I used to live in Silicon Valley (San Jose) in the early 2000’s and I can tell you that the weather in Cali is dry, arid and not for the weak. There were days when we weren’t even allowed to use water hoses to wash cars or water lawns because water shortage was just the way it was out there. Water has to be irrigated from other places and transported to other parts of the state, so since abundant water isn’t native to those parts of Cali, water had to be artificially brought in and conserved for more necessary things. Yes, there are curfews on water there. High winds and wildfires are California’s natural climate, so anything that lives outside easily dries out, becomes brittle and fire fuel. Especially plants. California didn’t get three deserts by osmosis.
Both the Santa Ana winds and wildfires are also both completely normal annual phenomenon that have been going on since likely the creation of the North American continent, but definitely long before colonists invaded it to form California. The state has wildfires all the time, hell, even I was in a few when I was in Sunnyvale. I hadn’t watched the news so in my first wildfire, I was completely confused when I walked out my apartment only to step into a cloud of smoke and have ash raining down on me. After a few years in Cali, I got used to it though. I remember driving by small walls of flames just to get to class and passing firefighters on the side of the road standing by spraying it with retardant and making sure it didn’t make it to the road.
I believe the fires are a combination of poor agricultural practices in the early years of the state from over-clearing of trees, farming and poor handling of nearby forests by the current state and local governments. Basically, poor maintenance of the land, just like what caused the Dust Bowl.

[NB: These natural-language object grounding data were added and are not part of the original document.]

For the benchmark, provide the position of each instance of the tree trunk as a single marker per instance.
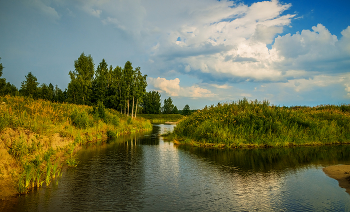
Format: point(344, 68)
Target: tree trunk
point(132, 108)
point(137, 100)
point(128, 107)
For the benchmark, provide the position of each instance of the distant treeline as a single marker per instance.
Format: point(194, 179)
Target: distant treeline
point(122, 89)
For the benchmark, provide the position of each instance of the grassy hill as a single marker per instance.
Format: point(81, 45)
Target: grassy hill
point(37, 137)
point(257, 124)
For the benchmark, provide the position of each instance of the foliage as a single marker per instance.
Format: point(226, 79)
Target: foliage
point(80, 86)
point(257, 124)
point(186, 110)
point(175, 110)
point(162, 118)
point(29, 87)
point(151, 103)
point(168, 106)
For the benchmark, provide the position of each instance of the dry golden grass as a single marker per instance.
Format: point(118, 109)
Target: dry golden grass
point(38, 130)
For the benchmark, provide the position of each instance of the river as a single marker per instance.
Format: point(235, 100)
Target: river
point(146, 173)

In the mid 1800s, European invaders started heading West in search of resources and the Gold Rush. Mines were built in search of gold and other minerals and logging was also a thing going on, which led to a large deforestation of trees and brush. Of course, the invaders never put those trees back, so today the forests atop the mountains and hills in California are far more sparse than they originally were.
By the 1900s, the forests became extremely damaged from all the deforestation from the logging and mining, creating large gaps and barren clearings in areas that were once completely carpeted by trees. Densely packed trees create a natural fire barrier that slows spread, but due to these man-made clearings, fire creeps along the ground covered in dried-out grass, causing it to spread much faster and wider than it normally would. The cutting of the trees also leaves behind debris along the ground called “slash” which are dried out branches and leaves that are highly flammable. This is the “brush” that people are claiming the California government failed to clear regularly as dead tree branches fall year-round to the ground, becoming natural tender for wildfires. Brush-clearing and regular controlled fires have to be done consistently to keep wildfires from spreading and threatening nearby cities.

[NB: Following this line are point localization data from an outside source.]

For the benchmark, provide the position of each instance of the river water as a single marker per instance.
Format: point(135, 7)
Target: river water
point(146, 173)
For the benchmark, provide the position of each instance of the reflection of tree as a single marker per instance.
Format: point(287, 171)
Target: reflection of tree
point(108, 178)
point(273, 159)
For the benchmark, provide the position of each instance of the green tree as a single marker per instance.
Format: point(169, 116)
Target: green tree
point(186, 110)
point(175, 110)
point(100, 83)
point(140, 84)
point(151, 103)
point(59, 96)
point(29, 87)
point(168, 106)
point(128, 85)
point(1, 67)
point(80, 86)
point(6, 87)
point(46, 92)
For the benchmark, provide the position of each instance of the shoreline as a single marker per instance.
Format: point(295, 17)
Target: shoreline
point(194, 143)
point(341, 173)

For decades, California has been holding this natural phenomenon of wildfires back, but this time, they got caught with their pants down and Mother Nature’s fires have come back to reclaim her land. Wildfires, aren’t going to stop wildfiring, just because you put your house in front of it.
So, make no mistake that the fires affecting the Palisades and surrounding cities in California, aren’t the result of climate change, but the state paying the price from greed leading to excessive deforestation for logging, farming and mining from 200 years ago.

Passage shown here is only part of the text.